Although “Arturo” finished his turn of observation in situ At 9:00 in the morning, he was active throughout the day. In the afternoon, he observed more police presence on the perimeter of the Voting Center and supported by removing one of his colleagues who was besieged by two civilians.

“Amazona”: In half an hour “only three people came to vote”

“Amazona” is an inhabitant of the Nueva Segovia department, in northern Nicaragua. In that place he worked together with five other observers in the shift from 11 in the morning to 1 in the afternoon. She relates that when she got ready to enter the Voting Center that she was responsible for monitoring, they did not let her pass the door, since the group that “were seeing the location” of the CVs told her that it was not her responsibility to vote there and, she warns, “ in the villages all the people know each other ”.

Determined to fulfill her objective, “Amazona” stayed a few minutes in the place and took advantage of an oversight to enter. However, a short time later a man intercepted her and indicated the Voting Center where she should go. “I made the attempt to go up and he said no, that only voters or people who were authorized to be inside could do it.” But “in the half hour that I was near the center, only three people came to vote,” he adds.

Around noon, “Amazona” also verified that the vans of the Mayor’s Office were being used to distribute food to the people who were in the Voting Centers, the majority of whom were militants of the Sandinista Front. Later, his colleagues found that those same vehicles were moving voters.

"People stayed at home": The testimony of the Urnas Abiertas observers
For this day there are 3106 voting centers, but these are not the definitive ones, says the CSE. EFE | Confidential

The dragging of voters at the end of the afternoon was “evident”, since that day “the streets were desolate,” says “Amazona.” In this place in the north of Nicaragua “there was a great silence.”

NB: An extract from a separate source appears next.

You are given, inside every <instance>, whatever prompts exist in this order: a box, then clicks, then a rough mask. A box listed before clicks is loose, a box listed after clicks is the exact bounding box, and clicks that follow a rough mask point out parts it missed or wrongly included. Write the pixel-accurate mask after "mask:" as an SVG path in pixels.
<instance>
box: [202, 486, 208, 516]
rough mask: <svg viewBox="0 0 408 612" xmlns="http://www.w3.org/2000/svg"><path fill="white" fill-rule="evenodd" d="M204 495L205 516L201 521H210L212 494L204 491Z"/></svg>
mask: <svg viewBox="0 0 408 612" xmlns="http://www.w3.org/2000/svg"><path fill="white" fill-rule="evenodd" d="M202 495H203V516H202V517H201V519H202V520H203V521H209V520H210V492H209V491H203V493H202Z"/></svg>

“Liberator”: They entered as one more voter

“Liberator” is an experienced electoral observer. He observed in the voting in 2011 and also in 2016, although on that occasion he was left outside a computer center. Now in 2021, he was in charge of a small group of volunteer observers with whom he observed in situ what was happening at the Voting Centers that it was responsible for monitoring.

In the CV they visited, they counted the people who were in the lines and some of them entered “as one more voter,” explains “Liberator.” Inside the center “they smoked a cigarette to see and talk” for a while. “They did a counterintelligence job,” he values.

However, it regrets that they were unable to take photographs inside the CVs due to an express ban by the Supreme Electoral Council (CSE). So, they had to memorize the information and once they were out of the CV radius they proceeded to send it to the Urnas Abiertas coordinators.

During the day, we also “observed a lot of presence of police and vehicles of the municipality carrying people from the most remote areas,” says “Liberator.”